Hello to everyone in the community. I used to own a mountain bike which used 26" tires and I was able to inflate them after changing the tube while on the road. It wasn't perfect but allowed me to keep riding. I have since switched to a road bike which uses narrower 700 tires and so far everytime I have tried to inflate them I find it impossible to do it properly. The pressure is just not enough to ride the bicycle and I am forced to just hire some professional to fix it. Has anybody experienced this? At 1.79m and 64kg I am certainly scrawny but I was thinking maybe with a different pump I could be able to inflate the tires. Anyway, thanks for reading and any advice will be much appreciated. Peace

  • Tire pumps have a maximum pressure that they can produce. In particular, "compact" pumps, designed to be carried on a bike, are often short and hence cannot develop as much pressure as a longer pump. But some pumps are designed to overcome this problem through several mechanisms. You need to look at the specs of the pump. Apr 1, 2019 at 17:23
  • Note that a "fat tire" pump will be designed to produce a higher volume than a pump for a thin-tired road bike, trading off pressure for volume. So it's not surprising that your old pump doesn't work. Apr 1, 2019 at 17:25
  • It sounds like you're trying to get to full pressure with a portable pump? You'd be better off with a "floor pump", saving the portable pump for roadside emergencies / tube swaps. Also, have you checked your valve types? it may be that you're used to one type and have another on your new tires.
    – Ross
    Apr 1, 2019 at 17:25
  • A CO2 cartridge is the best thing for a 700C tyrre.
    – Carel
    Apr 1, 2019 at 18:00
  • We need more information. What kind of pump are you using? What pressure are you trying to achieve?
    – Adam Rice
    Apr 2, 2019 at 20:46

2 Answers 2


Most average small/hand pumps are in the 'high volume, low pressure' category. That means they have a big air chamber and are good for inflating a high-volume tire like on a mountain bike with a relatively small number of strokes, but once you reach a certain pressure, often in the realm of not enough for a road bike but maybe around enough for a hybrid, it can become impossible or impractical to go further. Small/portable pumps that work on road bikes do exist. Traditional frame pumps are one example, as are the "mini floor pump" type like the Topeak Road Morphs and its copies. There are also some decent true road mini pumps these days; the Lezyne Road Drive is one that works well. Of note is that many road mini pumps have proven to be basically bad products that don't work very well, and all of them, even the good ones, share the characteristic of needing a high number of strokes and being generally on the tiring side to use.
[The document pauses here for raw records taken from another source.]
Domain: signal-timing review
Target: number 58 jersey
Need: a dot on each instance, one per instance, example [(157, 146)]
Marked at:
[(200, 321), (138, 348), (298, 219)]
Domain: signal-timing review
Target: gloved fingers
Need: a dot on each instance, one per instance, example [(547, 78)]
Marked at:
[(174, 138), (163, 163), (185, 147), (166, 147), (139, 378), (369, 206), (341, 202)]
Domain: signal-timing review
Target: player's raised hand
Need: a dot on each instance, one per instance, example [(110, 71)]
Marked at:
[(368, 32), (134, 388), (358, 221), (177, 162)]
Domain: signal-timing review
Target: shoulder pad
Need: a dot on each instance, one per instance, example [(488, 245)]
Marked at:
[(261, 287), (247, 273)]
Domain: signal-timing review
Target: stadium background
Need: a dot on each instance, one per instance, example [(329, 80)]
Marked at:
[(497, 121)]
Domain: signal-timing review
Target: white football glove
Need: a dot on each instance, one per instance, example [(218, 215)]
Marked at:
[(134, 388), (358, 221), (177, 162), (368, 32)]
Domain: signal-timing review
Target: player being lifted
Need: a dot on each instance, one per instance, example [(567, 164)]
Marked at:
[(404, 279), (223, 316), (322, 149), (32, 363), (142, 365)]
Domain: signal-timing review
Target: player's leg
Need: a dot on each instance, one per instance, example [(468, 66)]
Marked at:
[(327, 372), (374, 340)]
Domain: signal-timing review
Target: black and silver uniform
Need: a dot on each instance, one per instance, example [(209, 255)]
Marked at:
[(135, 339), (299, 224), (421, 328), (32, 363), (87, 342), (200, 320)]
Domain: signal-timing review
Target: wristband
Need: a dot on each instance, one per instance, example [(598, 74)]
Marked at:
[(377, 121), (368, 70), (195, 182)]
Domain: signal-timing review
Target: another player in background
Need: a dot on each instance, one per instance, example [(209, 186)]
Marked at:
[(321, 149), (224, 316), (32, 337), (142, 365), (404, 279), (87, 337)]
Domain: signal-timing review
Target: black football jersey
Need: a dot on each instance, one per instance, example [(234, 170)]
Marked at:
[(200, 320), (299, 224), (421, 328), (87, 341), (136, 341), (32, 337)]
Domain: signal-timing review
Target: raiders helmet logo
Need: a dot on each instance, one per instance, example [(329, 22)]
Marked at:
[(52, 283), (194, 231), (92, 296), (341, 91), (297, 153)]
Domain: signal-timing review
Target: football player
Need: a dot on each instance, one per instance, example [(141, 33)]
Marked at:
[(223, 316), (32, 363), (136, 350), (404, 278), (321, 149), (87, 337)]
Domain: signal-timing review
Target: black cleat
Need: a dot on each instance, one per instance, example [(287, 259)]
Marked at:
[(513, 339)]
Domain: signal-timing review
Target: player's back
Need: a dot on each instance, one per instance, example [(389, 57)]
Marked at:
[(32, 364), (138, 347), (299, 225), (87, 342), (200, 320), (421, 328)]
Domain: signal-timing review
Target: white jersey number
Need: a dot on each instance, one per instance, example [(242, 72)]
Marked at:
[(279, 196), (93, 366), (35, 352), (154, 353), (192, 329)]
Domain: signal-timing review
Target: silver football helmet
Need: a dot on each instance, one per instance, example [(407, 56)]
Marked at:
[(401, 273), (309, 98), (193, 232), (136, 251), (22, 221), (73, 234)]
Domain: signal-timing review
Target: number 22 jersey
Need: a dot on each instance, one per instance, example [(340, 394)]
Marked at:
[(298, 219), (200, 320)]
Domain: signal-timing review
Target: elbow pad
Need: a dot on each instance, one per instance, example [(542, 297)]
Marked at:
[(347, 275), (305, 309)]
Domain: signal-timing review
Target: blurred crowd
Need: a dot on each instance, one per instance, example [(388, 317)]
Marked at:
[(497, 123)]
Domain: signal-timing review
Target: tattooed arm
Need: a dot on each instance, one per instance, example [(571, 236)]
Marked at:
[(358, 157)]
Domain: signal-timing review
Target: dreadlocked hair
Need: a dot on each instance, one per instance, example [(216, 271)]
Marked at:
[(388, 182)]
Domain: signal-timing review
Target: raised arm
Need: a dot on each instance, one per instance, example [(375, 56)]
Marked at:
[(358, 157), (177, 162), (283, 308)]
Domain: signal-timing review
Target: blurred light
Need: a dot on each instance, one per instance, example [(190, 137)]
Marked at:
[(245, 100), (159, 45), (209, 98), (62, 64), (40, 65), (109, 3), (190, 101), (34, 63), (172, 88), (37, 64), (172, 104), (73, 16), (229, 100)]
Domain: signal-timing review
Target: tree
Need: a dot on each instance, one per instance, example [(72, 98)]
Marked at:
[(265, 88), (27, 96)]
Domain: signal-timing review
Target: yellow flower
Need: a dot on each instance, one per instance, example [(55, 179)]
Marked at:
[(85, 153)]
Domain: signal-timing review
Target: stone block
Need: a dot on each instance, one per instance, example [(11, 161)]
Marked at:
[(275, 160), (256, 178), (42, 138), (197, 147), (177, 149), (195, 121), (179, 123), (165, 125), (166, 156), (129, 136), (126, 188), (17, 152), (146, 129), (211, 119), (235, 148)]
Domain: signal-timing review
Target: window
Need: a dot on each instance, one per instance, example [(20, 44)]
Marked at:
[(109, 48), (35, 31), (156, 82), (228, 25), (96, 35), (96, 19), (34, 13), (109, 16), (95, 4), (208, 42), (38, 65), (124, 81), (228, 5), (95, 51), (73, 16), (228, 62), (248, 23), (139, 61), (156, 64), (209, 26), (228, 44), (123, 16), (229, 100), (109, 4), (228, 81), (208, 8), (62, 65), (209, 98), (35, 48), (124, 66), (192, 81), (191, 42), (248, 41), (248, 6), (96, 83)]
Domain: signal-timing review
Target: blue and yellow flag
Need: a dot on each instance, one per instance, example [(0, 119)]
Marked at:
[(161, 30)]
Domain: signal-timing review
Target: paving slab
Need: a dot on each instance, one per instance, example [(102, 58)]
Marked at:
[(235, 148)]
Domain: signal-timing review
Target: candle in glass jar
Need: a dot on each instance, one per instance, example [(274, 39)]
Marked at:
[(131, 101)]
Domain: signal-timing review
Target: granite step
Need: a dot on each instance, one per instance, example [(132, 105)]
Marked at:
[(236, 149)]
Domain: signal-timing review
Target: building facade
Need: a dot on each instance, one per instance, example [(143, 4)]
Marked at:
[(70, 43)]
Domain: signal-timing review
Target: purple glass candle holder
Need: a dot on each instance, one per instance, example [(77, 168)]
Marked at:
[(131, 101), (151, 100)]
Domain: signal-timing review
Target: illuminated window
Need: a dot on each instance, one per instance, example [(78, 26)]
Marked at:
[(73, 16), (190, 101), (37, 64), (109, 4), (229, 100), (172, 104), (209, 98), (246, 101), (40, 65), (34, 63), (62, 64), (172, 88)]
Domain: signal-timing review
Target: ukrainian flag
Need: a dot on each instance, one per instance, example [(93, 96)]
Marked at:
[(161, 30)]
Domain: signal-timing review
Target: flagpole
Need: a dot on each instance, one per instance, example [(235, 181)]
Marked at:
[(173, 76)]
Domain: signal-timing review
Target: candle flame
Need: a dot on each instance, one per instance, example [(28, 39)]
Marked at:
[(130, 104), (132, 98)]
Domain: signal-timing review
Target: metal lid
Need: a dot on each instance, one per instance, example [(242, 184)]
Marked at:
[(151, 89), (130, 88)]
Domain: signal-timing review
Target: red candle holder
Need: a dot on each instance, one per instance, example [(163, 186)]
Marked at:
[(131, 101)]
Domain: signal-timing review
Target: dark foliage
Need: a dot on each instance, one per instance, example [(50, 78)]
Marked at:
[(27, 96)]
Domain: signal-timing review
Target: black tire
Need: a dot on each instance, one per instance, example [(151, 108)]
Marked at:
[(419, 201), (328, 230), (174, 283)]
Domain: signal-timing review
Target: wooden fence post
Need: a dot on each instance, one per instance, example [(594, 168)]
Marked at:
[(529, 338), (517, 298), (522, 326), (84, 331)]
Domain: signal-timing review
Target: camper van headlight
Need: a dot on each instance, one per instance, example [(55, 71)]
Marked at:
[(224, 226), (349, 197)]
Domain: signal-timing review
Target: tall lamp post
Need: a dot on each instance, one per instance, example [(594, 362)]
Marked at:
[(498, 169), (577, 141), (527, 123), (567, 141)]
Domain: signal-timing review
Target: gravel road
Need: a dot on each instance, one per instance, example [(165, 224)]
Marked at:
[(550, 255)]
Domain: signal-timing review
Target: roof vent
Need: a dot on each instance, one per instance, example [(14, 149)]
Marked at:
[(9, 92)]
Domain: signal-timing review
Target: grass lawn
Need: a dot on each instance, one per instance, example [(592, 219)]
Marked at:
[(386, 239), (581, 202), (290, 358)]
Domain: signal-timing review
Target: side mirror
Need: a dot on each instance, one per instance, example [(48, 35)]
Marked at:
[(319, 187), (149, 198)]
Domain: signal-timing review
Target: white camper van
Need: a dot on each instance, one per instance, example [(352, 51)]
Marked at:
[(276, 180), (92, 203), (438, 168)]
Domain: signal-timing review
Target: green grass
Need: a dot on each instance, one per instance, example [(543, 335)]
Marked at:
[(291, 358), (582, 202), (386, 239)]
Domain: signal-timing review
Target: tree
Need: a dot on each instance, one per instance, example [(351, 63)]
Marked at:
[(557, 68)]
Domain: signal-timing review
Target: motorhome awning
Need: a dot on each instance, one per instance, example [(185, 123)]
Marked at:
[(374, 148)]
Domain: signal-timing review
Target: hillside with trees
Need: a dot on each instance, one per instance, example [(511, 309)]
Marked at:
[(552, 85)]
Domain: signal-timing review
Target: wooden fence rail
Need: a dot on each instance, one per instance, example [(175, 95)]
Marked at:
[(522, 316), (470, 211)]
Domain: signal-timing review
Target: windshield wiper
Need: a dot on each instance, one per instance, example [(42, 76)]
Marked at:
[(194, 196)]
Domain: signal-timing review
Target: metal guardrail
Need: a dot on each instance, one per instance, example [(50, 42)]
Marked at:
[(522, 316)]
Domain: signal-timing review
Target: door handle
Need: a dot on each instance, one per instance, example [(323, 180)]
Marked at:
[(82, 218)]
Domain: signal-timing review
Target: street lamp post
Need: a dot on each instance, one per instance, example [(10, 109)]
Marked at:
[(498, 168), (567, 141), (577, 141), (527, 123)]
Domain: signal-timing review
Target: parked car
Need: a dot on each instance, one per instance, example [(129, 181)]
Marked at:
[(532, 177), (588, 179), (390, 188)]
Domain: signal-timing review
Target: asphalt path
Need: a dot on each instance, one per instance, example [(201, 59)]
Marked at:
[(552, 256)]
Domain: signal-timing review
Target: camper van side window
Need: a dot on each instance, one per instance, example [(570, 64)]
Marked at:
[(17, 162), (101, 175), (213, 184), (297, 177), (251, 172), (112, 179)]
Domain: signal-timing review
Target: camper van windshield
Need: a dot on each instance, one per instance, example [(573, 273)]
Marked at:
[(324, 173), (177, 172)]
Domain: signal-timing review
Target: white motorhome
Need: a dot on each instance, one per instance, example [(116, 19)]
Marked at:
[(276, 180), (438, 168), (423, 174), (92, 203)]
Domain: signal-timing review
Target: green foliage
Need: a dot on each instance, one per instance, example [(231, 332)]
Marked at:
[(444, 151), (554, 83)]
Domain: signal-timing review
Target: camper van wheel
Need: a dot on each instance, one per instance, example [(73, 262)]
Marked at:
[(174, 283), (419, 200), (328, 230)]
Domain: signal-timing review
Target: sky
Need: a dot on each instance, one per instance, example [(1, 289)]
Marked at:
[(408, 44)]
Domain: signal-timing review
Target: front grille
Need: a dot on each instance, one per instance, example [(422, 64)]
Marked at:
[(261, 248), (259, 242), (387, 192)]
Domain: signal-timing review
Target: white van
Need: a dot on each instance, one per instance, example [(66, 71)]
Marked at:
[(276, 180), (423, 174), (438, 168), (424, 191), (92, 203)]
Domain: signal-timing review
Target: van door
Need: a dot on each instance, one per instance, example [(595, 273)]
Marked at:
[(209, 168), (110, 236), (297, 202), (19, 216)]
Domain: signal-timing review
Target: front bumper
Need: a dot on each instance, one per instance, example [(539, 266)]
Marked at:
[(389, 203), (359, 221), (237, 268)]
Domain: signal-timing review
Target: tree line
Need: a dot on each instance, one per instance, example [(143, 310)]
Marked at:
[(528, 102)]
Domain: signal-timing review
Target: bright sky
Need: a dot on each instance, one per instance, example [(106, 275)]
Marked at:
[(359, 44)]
Most people with road bikes settle on having a floor pump at home, which makes it easy to reach high pressures because your body weight is behind it, and then carrying either one of the above options or a CO2 inflator. If you need a new pump and can only get one, one of the mini floor pump variety is often a good choice, because of the portable pump choices they're the easiest to reach full pressure with, plus they usually have gauges (which most portable pumps don't.)

road morph g

  • Yeah, I have a loooong "frame" pump (roughly 20" long) on my bike. It can generally get the tire up to 80 psi or so (if I don't wear myself out pumping first), but I have to get home (or to the sag wagon) to use a floor pump to get up to my normal 100 psi. Apr 1, 2019 at 20:56

Are both sets of wheels using the same valve types?

I recently made a similar transition from mountain to road bike and I had trouble with my floor standing pump. The pump had so much resistance I could lift both feet off the floor and balance 100% of my weight on the pump without it going down all the way. I had assumed it had to do with the higher pressure needed for road tires. Days later I found out I wasn't converting my pump between its presta and schrader configuration correctly. Once I had the parts flipped around correctly my 63kg self had no problem with the pump.

As for my compact pump, it converted between valve types fine but it takes so long to get the tires up to pressure that I quit once it is around 80% of the tires' recommended pressure. Then I carefully ride home to my floor standing pump or to my local bike shop (one happens to be between where I work and where I live) to finish the job. As far as I know, that's just a compromise you have to make when using a compact pump. They take longer.

  • 1
    There is floor pump and floor pump. Those with short big cylinders that can also be used with car tyres are quite useless with racebikes. They produce pressures that don't normally exceed 4-5 bar. You'll need a typical track pump with a long slender cylinder to reach up to 12 bar.